Re: Why per tablet server 's upper limit is 4TB.

2017-08-31 Thread yuyunliuhen
It is very helpful. thanks !


原始邮件
发件人:Jean-Daniel cryansjdcry...@apache.org
收件人:useru...@kudu.apache.org
发送时间:2017年8月30日(周三) 23:50
主题:Re: Why per tablet server 's upper limit is 4TB.


Hi all,


We bumped the limit as of 1.4.0 but the new docs haven't been re-published, you 
can still see them 
here:https://github.com/apache/kudu/commit/0e41d4cce5ca96cb08612475f76539f6c8bc58f1


Hope this helps,


J-D


On Wed, Aug 30, 2017 at 3:56 AM, Denis Bolshakov bolshakov.de...@gmail.com 
wrote:

Mike Percy answers to @kinglee (from Kudu Slack channel)
there are multiple issues that interact but one issue is that if you have many 
tablets you will use many threads. Adar has been focusing on improving density 
lately and trying to quantify the scaling limits.




On 30 August 2017 at 13:22, yuyunliuhen yuyunliu...@gmail.com wrote:

"Recommended maximum amount of stored data, post-replication and 
post-compression, per tablet server is 4TB."
what will happen if the data more than 4T? the disk is large than before. 6T a 
disk is is common, there any test data or doc?







-- 

//with Best Regards
--Denis Bolshakov
e-mail: bolshakov.de...@gmail.com

Re: Question about per server data upper limit.

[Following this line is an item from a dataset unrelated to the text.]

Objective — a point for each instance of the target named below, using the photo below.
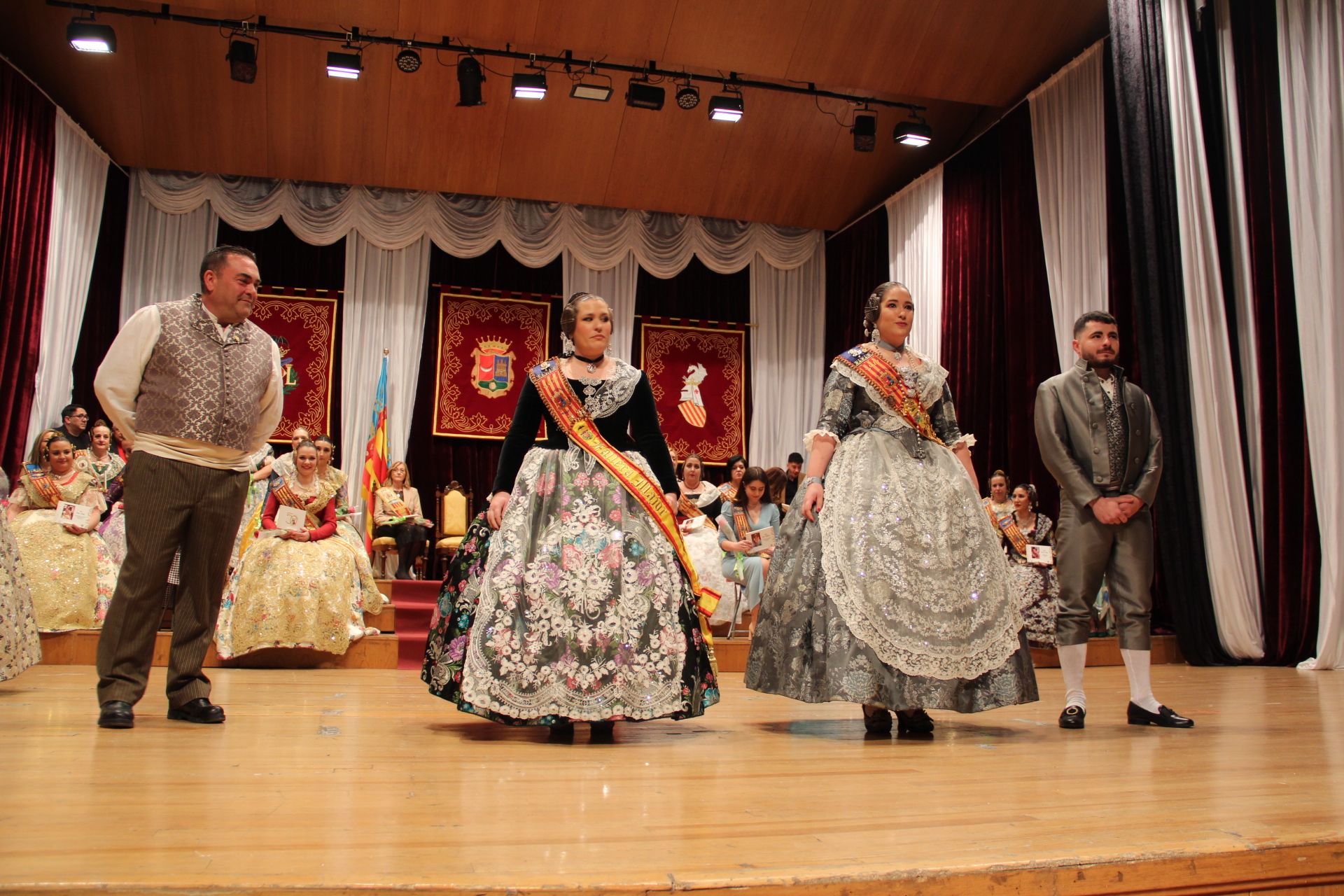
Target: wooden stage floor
(358, 780)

2017-08-31 Thread Adar Lieber-Dembo
The upper limit of 4 TB is for data on-disk (post-encoding,
post-compression, and post-replication); it does not include in-memory
data from memrowsets or deltamemstores.

The value of the limit is based on the kinds of workloads tested by
the Kudu development community. As a group we feel comfortable
supporting users up to 4 TB because we've run such workloads
ourselves. Beyond 4 TB, however, we're not exactly sure what becomes
slow, what breaks, etc.

Speaking from experience, as the amount of on-disk data grows,
tservers will take longer to start-up. You might become vulnerable to
KUDU-2050; we're not sure. In order to reach that amount of data
you'll probably also raise the number of tablets hosted by the
tserver. This can increase the tserver's thread count, file descriptor
count, and may cause slowdowns in other areas.

In short, nothing will "happen" the moment you cross 4 TB, it's just
that you'll be entering relatively uncharted waters and might
encounter unusual or unexpected behavior. If that doesn't deter you,
by all means give it a shot (and report back with your findings)!

On Wed, Aug 30, 2017 at 5:53 PM, 李津  wrote:
> why per tserver have the upper limit  of 4T and  it include the memrowset 
> data?   we also not testing more than 4T. what will happen if reach the upper 
> limit?